Genau dies ist vorliegend erfolgt. Ziffer 3. des gemeinschaftlichen Testaments enthält nach seinem eindeutigen Wortlaut eine umfassende Abänderungsklausel. Dem Wortlaut der Klausel, der Längstlebende werde ermächtigt, nach dem Tod des Erstversterbenden „von diesem Testament abweichende Regelungen zu treffen“, kann nur so verstanden werden, dass diesem die Befugnis eingeräumt wird, frei von einer Bindung an die Regelungen des gemeinschaftlichen Testaments anderweitige Verfügungen über den beiderseitigen Nachlass zu treffen. Dazu gehört auch die Befugnis, die Einsetzung der Schlusserben abzuändern (OLG Rostock a.a.O. m.w.Nachweisen; Burandt/Rojahn, Braun/Schuhmann, 4. Aufl. 2022, BGB, § 2271, Rn 28 ff).

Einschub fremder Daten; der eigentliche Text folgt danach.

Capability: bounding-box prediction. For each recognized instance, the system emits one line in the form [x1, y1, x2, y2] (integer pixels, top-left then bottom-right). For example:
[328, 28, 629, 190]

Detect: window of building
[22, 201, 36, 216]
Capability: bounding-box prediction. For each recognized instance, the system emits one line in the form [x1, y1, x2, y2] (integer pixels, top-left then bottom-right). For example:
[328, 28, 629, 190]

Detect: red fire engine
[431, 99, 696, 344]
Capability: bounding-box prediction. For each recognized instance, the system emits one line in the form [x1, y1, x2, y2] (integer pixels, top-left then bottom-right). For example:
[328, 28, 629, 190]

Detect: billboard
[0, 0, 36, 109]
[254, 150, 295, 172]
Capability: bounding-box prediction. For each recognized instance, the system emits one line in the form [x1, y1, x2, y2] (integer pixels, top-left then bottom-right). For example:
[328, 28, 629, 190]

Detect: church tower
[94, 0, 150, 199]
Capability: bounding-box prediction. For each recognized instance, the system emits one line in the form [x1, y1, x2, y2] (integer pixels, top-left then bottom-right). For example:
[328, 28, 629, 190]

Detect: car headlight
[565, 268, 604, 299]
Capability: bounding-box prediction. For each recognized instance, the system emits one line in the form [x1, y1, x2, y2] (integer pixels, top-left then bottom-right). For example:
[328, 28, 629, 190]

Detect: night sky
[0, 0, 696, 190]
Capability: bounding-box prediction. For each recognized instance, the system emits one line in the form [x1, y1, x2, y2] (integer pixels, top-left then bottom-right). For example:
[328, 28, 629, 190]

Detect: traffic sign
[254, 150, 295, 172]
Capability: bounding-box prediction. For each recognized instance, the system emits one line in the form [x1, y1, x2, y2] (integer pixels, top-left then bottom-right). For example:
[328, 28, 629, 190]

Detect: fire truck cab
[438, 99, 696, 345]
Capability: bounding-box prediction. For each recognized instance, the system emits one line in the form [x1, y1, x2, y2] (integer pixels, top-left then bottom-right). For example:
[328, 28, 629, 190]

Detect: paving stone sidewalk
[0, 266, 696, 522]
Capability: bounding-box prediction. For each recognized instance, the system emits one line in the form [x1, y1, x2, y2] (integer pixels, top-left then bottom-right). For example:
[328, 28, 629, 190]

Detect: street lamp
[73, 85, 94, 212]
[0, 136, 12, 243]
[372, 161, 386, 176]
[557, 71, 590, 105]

Durch das Testament vom 28.07.2014 hat der Erblasser die Beschwerdeführerin vom Erbe ausgeschlossen und sie enterbt (§ 1938 BGB). Dies ergibt sich aus der Formulierung auf Seite 1 des Testaments einschließlich der Begründung zum Pflichtteilsentzug. Der Erblasser wollte die Beschwerdeführerin ersichtlich – soweit rechtlich möglich – vom Erbe ausschließen. In dem Pflichtteilsentzug kommt damit auch der Wille einer Enterbung zum Ausdruck (vgl. Beck OGK, § 1938, Rn 16). Durch die Enterbung der Beschwerdeführerin wurde ihre Einsetzung als Schlusserbin aus dem gemeinschaftlichen Testament wirksam widerrufen. Damit sind nach der Regelung in Ziffer 2 des gemeinschaftlichen Testaments ihre Kinder als deren Ersatzerben in die Stellung der Beschwerdeführerin eingetreten. Ein Widerruf auch der weiteren Verfügung aus dem gemeinschaftlichen Testament ergibt sich aus dem Testament des Erblassers nicht. Dieses enthält keine Erbeinsetzung, sondern nur Teilungsanordnungen bzw. Vermächtnisse.

Die übereinstimmende Auslegung eines Testamentes, die hier darin zum Ausdruck kommt, dass keiner der weiteren im Testament des Erblassers erwähnten Personen ein Erbrecht für sich in Anspruch nimmt, das von dem gestellten Erbscheinsantrag abweicht und die Beteiligten zu 1 bis 3 übereinstimmend den Erbschein so wie beantragt für richtig halten, bindet das Nachlassgericht zwar, ebenso wie ein nur schuldrechtlich wirkender Auslegungsvertrag, nicht. Es kann dem zumindest aber indizielle Wirkung zukommen, wenn nach den Umständen angenommen werden kann, dass die vereinbarte Auslegung dem Erblasserwillen entspricht (KG, Beschluss vom 16.09.2003, 1 W 48/02). Dies ist hier der Fall. Auch der Senat geht davon aus, dass es bei der Verteilung des Erbes, so wie sie im gemeinschaftlichen Testament vorgesehen war, bleiben sollte, mit Ausnahme der Enterbung der Beschwerdeführerin. Ersichtlich kam es dem Erblasser in erster Linie auf die Enterbung der Tochter an. Dass er darüber hinaus von der Einsetzung der Erben, wie im gemeinschaftlichen Testament erfolgt, abweichen wollte und die Ersatzerbenregelung nicht zum Zuge kommen sollte, lässt sich dem Testament nicht sicher entnehmen. Es ist davon auszugehen, dass der Erblasser eine Abweichung von der gemeinsamen Einsetzung der Schlusserben im gemeinschaftlichen Testament nur insoweit wollte, als er erhebliche Gründe für eine Änderung der gemeinsam getroffenen Regelung hatte. Dieser lag im Zerwürfnis mit der Beschwerdeführerin.

Die Kostenentscheidung beruht auf § 84 FamFG; die Festsetzung des Beschwerdewerts richtet sich mangels anderer Erkenntnisse nach der Auffangvorschrift des § 36 Abs. 3 GNotKG.